Sur mon chemin, je croise le reste du troupeau qui se dirige vers celle que je viens de passer, mais j'arrive à les contourner pour éviter les drames inutiles. Le vent siffle dans mes oreilles tandis que le clapot tape sur les planches qui cassent les petites vagues par leur passage.

Je ne sais pas où est Amélie.

Je jette un coup d'œil à l'arrière de ma planche pour estimer quand tourner et ainsi ne pas louper la bouée que je dois enrouler, et ma mâchoire manque de se décrocher quand je vois des cheveux roses en faire déjà le tour.

Eh merde.

Je vire de bord — c'est-à-dire que je fais demi-tour — et me précipite à la bouée pour en faire le tour. Dans l'action, je manque de la toucher avec ma planche et de me prendre une pénalité, mais je me rattrape au dernier moment en ramenant ma voile vers l'arrière de ma planche.

Je n'entends plus que les battements frénétiques de mon cœur qui pulsent dans mes tympans.

Plus qu'une bouée et après c'est l'arrivée.

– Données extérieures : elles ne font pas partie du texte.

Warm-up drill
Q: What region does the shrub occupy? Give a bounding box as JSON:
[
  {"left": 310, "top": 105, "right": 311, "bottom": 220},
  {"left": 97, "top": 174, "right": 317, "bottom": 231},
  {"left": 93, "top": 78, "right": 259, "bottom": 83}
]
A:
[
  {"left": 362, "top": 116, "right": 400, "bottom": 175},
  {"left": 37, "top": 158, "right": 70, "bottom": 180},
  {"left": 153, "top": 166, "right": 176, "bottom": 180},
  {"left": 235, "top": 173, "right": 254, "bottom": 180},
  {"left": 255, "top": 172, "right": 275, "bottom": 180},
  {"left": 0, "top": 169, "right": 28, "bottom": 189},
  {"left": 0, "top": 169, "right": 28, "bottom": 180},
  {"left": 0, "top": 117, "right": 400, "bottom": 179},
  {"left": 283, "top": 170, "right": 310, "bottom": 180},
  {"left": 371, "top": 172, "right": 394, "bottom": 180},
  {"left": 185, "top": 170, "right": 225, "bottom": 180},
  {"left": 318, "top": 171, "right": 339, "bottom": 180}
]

Je ne suis pas sûr de rattraper Amélie.

Je me mets en arrière, pieds dans les straps qui me permettent de rester au contact de la planche, harnais accroché dans la boucle pour que se soit mon corps qui supporte le poids du vent dans la voile, et je file. Je passe entre les gens qui remontent sans me soucier de les faire tomber. Je serre les dents et ferme les yeux quand je reçois des jets d'eau salée dans la tête, irritant mes yeux.

Il faut que je gagne.

J'arrive à la bouée à deux secondes d'Amélie qui entame déjà les derniers mètres face à la ligne. Je la passe, et me précipite à sa rencontre. Ma planche touche presque l'arrière de la sienne, et je décide de passer au-dessus d'elle. Ainsi, le vent qui gonflait sa voile se retrouvera dans la mienne ce qui la ralentira.

Mais le bord est trop court. Nous passons la ligne à deux, côte à côte.

Les hommes et femmes présents sur le bateau d'arrivée se mettent d'accord, puis disent à voix haute les numéros par ordre d'arrivée.

- FRA 466, dit-il doucement malgré le vent qui nous empêche de bien entendre. ITA 220.

Il continue au fur et à mesure que les gens passent la ligne tandis qu'une femme note précieusement les résultats dans un carnet.

Je lâche ma voile dans l'eau quand je suis assez loin pour ne pas gêner la fin de la course, et le laisse tomber en arrière dans l'eau glaciale.

Les abysses m'entourent un instant, j'accueille l'eau qui rentre dans ma combinaison comme de petites aiguilles qui viennent piquer ma peau, et je remonte à la surface doucement à cause du gilet qui me comprime la poitrine jusqu'à ce que je sente le froid du vent sur ma tête.

Les vaguelettes frappent mon visage quand je nage pour rejoindre ma planche à la dérive, que je rattrape d'une main.

Elle a gagné cette manche. Mais il en reste 4.